Fast Computation of Leave-One-Out Cross-Validation for $k$-NN Regression
Motonobu Kanagawa
TL;DR
This work addresses the high computational cost of leave-one-out cross-validation (LOOCV) for $k$-NN regression by deriving a exact fast LOOCV formula. Under a tie-breaking assumption, LOOCV for a given $k$ equals the mean squared error of $(k+1)$-NN regression on the full training set, scaled by $\left(\frac{k+1}{k}\right)^2$, enabling a single $(k+1)$-NN fit to compute LOOCV for all $k$. The key contribution is the corollary ${\rm LOOCV}(k,D_n) = \left(\frac{k+1}{k}\right)^2 \frac{1}{n} \sum_{\ell=1}^n (\hat f_{k+1,D_n}(x_\ell) - y_\ell)^2$, along with empirical validation on real datasets and a discussion of the tie-breaking condition. This fast LOOCV computation facilitates rapid hyperparameter tuning and opens avenues for optimizing distance metrics in addition to $k$.
Abstract
We describe a fast computation method for leave-one-out cross-validation (LOOCV) for $k$-nearest neighbours ($k$-NN) regression.
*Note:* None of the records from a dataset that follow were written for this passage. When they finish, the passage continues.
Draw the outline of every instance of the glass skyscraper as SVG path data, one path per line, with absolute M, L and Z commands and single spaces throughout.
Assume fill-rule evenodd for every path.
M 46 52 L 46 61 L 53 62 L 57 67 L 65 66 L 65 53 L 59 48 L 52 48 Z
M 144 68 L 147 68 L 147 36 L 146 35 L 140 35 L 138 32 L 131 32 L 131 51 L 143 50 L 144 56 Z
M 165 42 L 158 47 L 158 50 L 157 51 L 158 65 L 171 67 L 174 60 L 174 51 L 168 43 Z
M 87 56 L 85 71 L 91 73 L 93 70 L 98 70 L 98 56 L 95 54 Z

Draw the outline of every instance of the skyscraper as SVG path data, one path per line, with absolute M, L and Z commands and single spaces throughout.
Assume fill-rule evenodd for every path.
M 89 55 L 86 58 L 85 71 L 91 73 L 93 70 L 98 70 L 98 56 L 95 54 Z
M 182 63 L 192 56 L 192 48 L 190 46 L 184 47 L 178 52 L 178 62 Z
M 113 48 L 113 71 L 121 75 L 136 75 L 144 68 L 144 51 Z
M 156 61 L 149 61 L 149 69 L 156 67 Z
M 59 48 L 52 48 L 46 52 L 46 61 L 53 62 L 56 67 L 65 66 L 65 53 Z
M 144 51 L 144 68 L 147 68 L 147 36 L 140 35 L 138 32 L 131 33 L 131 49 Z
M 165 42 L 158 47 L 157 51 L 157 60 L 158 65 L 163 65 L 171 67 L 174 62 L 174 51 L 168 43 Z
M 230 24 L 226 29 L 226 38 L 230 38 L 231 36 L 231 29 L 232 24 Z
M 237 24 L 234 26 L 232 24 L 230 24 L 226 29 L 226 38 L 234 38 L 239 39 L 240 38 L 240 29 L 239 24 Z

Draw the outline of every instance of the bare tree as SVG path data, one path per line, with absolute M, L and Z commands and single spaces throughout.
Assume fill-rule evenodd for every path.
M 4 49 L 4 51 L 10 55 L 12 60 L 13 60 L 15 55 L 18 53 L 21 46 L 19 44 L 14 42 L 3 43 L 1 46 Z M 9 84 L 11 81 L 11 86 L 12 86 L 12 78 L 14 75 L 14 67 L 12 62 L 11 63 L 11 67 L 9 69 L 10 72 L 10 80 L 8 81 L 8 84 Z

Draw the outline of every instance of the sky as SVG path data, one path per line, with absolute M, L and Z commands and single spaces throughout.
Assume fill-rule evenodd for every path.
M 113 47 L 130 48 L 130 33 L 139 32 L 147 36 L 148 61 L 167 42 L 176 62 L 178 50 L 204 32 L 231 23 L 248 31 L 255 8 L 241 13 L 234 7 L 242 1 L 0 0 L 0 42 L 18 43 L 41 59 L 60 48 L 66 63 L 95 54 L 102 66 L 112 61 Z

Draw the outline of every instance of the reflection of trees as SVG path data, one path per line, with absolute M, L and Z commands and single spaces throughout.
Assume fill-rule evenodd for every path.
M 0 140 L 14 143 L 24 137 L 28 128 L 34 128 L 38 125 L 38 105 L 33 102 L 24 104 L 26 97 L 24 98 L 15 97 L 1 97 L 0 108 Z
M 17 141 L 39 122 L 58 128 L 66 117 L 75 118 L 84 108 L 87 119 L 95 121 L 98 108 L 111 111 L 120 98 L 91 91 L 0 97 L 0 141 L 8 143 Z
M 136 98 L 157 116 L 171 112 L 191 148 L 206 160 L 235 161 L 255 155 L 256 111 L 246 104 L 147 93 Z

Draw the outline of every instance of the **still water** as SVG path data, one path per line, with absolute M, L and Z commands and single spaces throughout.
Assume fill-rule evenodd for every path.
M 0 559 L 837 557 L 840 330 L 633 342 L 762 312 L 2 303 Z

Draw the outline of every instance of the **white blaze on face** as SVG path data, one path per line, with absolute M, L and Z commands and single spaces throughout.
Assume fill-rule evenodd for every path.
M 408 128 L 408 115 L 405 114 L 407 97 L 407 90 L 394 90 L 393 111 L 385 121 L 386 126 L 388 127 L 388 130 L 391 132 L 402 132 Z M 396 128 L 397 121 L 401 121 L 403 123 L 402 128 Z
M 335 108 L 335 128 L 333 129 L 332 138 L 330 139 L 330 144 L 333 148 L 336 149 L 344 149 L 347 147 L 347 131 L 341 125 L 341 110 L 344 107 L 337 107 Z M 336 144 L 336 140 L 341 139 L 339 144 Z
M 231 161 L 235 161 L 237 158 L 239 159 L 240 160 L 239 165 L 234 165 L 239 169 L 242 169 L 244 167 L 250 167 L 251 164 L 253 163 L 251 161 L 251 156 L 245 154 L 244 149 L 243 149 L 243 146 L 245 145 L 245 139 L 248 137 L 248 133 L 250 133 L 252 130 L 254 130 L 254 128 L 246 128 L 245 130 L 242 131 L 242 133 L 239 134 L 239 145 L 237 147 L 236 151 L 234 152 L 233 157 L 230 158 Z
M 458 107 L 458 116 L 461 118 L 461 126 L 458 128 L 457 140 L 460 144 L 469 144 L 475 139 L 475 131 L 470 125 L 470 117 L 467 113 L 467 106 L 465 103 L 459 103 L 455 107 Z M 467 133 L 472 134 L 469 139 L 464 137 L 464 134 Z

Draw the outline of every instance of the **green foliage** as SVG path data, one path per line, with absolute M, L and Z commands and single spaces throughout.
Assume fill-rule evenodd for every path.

We show that, under a tie-breaking condition for nearest neighbours, the LOOCV estimate of the mean square error for $k$-NN regression is identical to the mean square error of $(k+1)$-NN regression evaluated on the training data, multiplied by the scaling factor $(k+1)^2/k^2$. Therefore, to compute the LOOCV score, one only needs to fit $(k+1)$-NN regression only once, and does not need to repeat training-validation of $k$-NN regression for the number of training data. Numerical experiments confirm the validity of the fast computation method.